By SETH J. FRANTZMAN

The last remaining communist countries are all personal monarchical fiefdoms of their leading families.  In Zimbabwe, Grace Mugabe is seen as a possible successor to her husband Robert Mugabe, who has been in power since 1980.  Cuba has been a family business for the Castro brothers since 1959, with only the older of the three brothers, Ramon, not taking an active role.  Raul Castro has been in power since 2008.  North Korea is a family preserve as well, with Kim Jong-un coming to power in 2011 after the death of his father Kim Jung-il, who had taken over from grandpa Kim il-Sung in 1994.

In Venezuela under the “revolution” of Hugo Chavez his entire family became some of the wealthiest in the country.
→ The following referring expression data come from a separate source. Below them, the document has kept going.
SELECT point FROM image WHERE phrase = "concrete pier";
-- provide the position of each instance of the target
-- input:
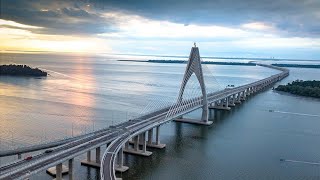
(58, 171)
(136, 147)
(70, 166)
(119, 165)
(89, 162)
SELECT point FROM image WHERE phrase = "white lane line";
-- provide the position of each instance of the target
(297, 161)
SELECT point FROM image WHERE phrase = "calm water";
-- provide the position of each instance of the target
(87, 93)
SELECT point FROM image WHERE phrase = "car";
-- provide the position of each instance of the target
(28, 158)
(48, 151)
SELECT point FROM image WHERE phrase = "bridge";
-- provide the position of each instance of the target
(135, 135)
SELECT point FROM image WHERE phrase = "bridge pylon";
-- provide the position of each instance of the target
(194, 67)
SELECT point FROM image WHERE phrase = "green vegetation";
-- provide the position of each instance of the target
(298, 65)
(302, 88)
(20, 70)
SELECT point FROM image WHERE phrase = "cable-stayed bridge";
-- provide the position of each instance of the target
(135, 135)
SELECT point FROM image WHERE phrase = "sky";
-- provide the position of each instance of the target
(221, 28)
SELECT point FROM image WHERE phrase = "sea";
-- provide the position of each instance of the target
(272, 135)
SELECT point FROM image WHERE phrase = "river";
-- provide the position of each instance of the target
(86, 93)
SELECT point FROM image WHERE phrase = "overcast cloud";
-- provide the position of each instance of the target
(226, 20)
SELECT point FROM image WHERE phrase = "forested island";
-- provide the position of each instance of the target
(20, 70)
(302, 88)
(298, 65)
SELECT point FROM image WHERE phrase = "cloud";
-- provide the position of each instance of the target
(290, 17)
(56, 17)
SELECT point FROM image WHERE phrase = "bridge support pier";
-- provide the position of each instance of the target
(238, 100)
(243, 96)
(149, 141)
(232, 101)
(58, 170)
(70, 166)
(222, 105)
(136, 146)
(89, 162)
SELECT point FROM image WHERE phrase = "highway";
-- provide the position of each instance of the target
(107, 170)
(120, 134)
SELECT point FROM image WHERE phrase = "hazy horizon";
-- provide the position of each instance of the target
(283, 29)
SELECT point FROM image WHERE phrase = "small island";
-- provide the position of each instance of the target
(302, 88)
(20, 70)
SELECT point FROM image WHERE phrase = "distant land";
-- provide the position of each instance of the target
(227, 63)
(203, 62)
(20, 70)
(302, 88)
(298, 65)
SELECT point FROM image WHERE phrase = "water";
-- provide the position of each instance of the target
(87, 93)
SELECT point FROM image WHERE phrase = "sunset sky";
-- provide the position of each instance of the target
(227, 28)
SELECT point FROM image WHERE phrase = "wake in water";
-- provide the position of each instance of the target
(293, 113)
(302, 162)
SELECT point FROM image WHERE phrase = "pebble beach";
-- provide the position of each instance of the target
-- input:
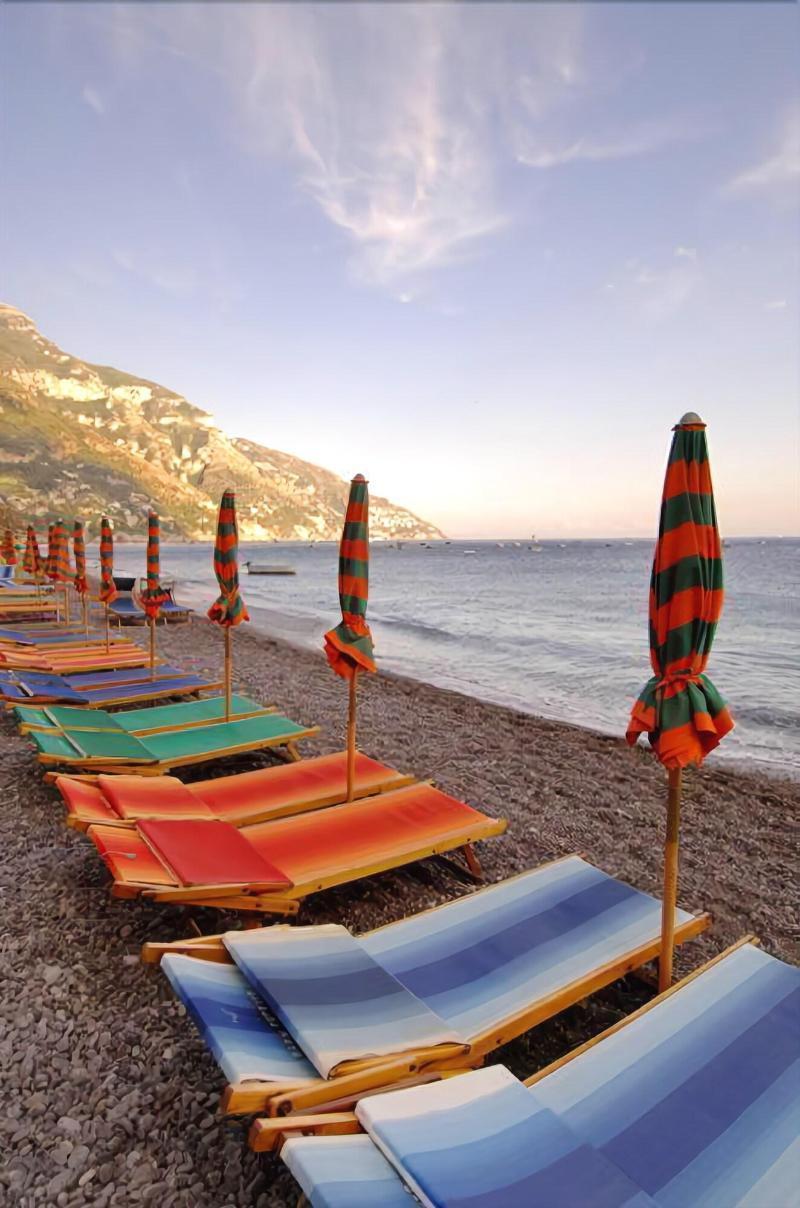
(106, 1093)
According to one article they acquired “17 country estates, totalling more than 100,000 acres, in addition to liquid assets of $550 million (£360 million) stored in various international bank accounts, according to Venezuelan news website Noticias Centro.” The elder brother of Hugo, Adan Chavez became governor of a state in 2008. Mayors, ministerial appointments, and banking appointments went to the rest of the family.

How do we explaining “revolutionary” monarchy and their stunning regularity.  In fact there are few communist states that did not become the personal preserve of a dictator or a family.  The issue extends into more socialist states as well with command or centralized economies.
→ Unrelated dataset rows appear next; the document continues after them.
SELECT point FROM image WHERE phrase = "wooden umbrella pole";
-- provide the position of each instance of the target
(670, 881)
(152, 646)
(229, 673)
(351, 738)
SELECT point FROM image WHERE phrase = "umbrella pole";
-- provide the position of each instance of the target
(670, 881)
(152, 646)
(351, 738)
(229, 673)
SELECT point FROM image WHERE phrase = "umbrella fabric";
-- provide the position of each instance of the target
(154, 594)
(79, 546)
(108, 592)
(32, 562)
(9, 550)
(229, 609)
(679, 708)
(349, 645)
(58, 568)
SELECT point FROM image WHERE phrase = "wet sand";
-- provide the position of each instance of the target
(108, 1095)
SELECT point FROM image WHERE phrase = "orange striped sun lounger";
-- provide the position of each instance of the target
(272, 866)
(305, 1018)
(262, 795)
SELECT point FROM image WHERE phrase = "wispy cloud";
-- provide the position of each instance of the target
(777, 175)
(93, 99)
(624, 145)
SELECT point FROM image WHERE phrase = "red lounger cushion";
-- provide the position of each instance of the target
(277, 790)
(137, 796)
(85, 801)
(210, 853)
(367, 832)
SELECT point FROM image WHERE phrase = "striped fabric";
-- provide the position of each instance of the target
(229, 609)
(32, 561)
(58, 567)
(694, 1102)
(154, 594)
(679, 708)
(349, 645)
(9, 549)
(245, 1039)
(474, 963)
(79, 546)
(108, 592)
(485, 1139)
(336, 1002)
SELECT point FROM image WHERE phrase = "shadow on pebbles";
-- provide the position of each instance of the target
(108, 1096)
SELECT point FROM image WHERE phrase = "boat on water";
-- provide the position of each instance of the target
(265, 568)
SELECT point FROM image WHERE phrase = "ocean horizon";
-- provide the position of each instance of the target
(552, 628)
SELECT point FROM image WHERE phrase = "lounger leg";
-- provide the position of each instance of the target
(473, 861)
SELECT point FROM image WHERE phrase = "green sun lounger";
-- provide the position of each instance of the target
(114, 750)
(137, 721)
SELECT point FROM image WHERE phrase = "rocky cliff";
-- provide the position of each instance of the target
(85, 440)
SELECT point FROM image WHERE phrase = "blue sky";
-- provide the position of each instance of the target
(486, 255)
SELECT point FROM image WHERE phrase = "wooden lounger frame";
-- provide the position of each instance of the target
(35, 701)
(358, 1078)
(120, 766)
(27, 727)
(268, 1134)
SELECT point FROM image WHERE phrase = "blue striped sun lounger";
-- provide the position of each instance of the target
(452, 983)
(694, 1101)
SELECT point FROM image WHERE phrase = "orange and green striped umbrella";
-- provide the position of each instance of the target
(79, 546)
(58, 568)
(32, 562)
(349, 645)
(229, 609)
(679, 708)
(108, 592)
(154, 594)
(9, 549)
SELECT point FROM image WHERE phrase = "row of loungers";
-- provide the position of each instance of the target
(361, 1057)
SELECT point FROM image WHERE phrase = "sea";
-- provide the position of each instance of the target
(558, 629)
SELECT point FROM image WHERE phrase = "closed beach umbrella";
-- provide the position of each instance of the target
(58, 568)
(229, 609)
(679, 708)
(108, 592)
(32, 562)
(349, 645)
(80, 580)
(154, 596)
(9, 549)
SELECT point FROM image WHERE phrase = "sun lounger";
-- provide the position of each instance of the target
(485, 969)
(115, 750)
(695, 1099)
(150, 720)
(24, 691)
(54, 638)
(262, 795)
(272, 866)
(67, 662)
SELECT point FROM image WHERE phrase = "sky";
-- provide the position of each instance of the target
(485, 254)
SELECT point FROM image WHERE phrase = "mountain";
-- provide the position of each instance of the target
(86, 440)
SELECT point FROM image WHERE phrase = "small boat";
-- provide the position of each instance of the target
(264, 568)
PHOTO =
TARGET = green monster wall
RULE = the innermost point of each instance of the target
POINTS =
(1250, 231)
The reason that marxism leads to nepotism is because it replaces the usual societal impulses towards choice and decentralization with one centralized apparatus.  When companies, that naturally compete and which might likely all be nepotistic as well, are replaced by government, those in charge tend to replace the nepotistic leadership of these companies with their own new nepotism.  The same thing happens in politics.  When political choice is removed, you end up with grey haired men running everything, and appointing their cousins and brothers to positions within the party, because the party is the new currency, the new oligarchy.  One type of feudal structure is replaced by another.
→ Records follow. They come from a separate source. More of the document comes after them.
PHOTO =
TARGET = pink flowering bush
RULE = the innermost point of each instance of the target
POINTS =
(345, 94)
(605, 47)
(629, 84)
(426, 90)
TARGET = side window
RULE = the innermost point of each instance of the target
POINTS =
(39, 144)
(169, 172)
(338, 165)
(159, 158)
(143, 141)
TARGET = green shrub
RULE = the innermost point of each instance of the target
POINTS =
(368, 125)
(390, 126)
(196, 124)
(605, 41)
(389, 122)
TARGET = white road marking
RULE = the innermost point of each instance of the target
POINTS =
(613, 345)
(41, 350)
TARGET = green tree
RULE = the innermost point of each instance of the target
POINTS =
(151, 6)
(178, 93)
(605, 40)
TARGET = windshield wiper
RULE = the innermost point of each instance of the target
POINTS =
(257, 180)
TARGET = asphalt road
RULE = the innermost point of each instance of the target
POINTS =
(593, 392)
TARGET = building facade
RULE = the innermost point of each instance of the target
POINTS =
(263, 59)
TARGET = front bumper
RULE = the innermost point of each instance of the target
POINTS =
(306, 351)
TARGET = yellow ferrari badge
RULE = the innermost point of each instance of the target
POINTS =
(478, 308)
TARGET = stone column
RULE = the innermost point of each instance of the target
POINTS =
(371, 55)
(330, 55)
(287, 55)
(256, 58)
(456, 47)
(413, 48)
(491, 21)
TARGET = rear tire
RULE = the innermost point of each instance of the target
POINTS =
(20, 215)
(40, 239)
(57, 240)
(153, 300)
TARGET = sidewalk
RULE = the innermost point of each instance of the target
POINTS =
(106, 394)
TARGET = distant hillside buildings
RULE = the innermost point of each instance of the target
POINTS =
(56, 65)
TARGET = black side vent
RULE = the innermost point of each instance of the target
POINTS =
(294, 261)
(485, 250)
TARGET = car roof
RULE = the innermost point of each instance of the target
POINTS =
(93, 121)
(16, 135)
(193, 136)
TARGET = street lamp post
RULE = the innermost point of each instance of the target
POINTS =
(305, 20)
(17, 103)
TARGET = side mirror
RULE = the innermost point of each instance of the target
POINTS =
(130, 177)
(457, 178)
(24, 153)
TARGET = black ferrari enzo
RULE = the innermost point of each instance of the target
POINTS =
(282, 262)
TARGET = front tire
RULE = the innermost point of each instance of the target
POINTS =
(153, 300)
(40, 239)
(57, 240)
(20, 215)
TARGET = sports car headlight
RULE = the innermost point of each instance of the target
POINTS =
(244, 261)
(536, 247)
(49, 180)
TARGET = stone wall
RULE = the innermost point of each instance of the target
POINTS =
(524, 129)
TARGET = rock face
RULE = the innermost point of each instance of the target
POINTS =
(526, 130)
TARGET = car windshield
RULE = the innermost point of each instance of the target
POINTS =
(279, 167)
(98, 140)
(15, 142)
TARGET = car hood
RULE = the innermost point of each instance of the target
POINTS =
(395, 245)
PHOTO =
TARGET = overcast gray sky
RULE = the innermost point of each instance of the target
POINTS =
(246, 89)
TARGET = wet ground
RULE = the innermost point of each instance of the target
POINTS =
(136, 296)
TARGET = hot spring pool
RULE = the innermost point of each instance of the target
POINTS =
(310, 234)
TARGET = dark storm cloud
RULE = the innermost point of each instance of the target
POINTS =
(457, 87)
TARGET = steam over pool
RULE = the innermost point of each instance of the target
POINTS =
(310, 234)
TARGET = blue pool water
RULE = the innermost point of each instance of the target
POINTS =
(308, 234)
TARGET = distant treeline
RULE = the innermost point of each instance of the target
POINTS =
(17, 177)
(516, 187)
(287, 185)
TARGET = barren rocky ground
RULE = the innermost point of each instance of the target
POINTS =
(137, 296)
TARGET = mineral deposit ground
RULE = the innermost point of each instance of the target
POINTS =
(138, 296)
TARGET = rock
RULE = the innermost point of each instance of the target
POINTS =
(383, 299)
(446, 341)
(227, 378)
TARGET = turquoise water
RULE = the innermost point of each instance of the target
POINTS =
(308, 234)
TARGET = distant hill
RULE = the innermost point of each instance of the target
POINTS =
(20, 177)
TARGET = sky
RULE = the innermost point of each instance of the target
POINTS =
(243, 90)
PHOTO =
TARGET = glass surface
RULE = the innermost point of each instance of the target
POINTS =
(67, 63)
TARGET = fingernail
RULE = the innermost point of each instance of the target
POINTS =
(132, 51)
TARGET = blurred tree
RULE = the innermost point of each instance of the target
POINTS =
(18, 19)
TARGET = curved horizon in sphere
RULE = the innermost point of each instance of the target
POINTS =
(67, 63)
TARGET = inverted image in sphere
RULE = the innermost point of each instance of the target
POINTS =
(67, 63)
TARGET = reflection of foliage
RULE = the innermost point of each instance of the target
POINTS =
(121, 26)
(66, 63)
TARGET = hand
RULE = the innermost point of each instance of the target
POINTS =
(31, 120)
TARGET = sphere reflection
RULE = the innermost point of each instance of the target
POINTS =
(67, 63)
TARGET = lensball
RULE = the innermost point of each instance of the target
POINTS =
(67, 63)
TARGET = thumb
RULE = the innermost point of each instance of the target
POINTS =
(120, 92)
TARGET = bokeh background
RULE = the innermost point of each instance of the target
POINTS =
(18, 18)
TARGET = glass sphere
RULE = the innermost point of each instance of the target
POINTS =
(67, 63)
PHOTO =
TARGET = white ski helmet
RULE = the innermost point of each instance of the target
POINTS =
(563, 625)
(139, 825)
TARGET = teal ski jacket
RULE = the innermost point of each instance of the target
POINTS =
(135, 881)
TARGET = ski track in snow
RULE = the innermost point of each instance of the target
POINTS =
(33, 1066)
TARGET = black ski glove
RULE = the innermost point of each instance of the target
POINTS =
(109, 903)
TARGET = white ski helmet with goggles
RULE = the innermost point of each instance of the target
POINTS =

The only way to remove the threat of greying nepotism and feudalism is in a society with competitive democracy and turnover of social classes through social mobility.

Communism and parts of socialism represent an attempt by one class to continue to dominate the state against another class.  Where there is revolution it is not so much the overthrow of the social order but a preservation of it in a new form.  There is very little room for social advancement once advanced communism or socialism have been put in place.  Their social order and monopolistic elites cement themselves in power, even more deeply than the order they overthrew. This is why the leaders of Zimbabwe, Cuba, Venezuela, or North Korea have been in power longer than those previously and used extreme methods of militarism to enforce their rule.  Those other “revolutionary” societies such as Iran, merely replace one monarchy with a new one, in their case a theocracy-monarchy.  Castro didn’t bring a revolution against Fulgencio Batista, he merely replaced him.  Batista was only dictator from 1952-1959, whereas those born the day Castro came to power are now 57 years old.  A whole life under one-man rule.  Those in the West such as Noam Chomsky who admire Castro would never want to live under him.  Just as those who admire Bashir al-Assad wouldn’t want to live under him, or the apologists for Iran.

Those “revolutionaries” who supported Communism merely wanted to be the people with the hands on the trigger to decide who lives and dies, they wanted the power of God in their hands. They wanted to re-order society, place themselves on top and genocide those groups they didn’t like.  This is why communism was far more destructive for most societies and suffocating, often than what came before.

We have to understand these regimes as not revolutionary in the least bit, but reactionary, neo-feudalism.  That is what they imported.

 

 

 

 

 

One response to “Communism, monarchism and the mysterious prevalence of nepotism on the left

  1. This is a point that I’ve wondered about for a while. That apologists for these regimes exist in the West is staggering.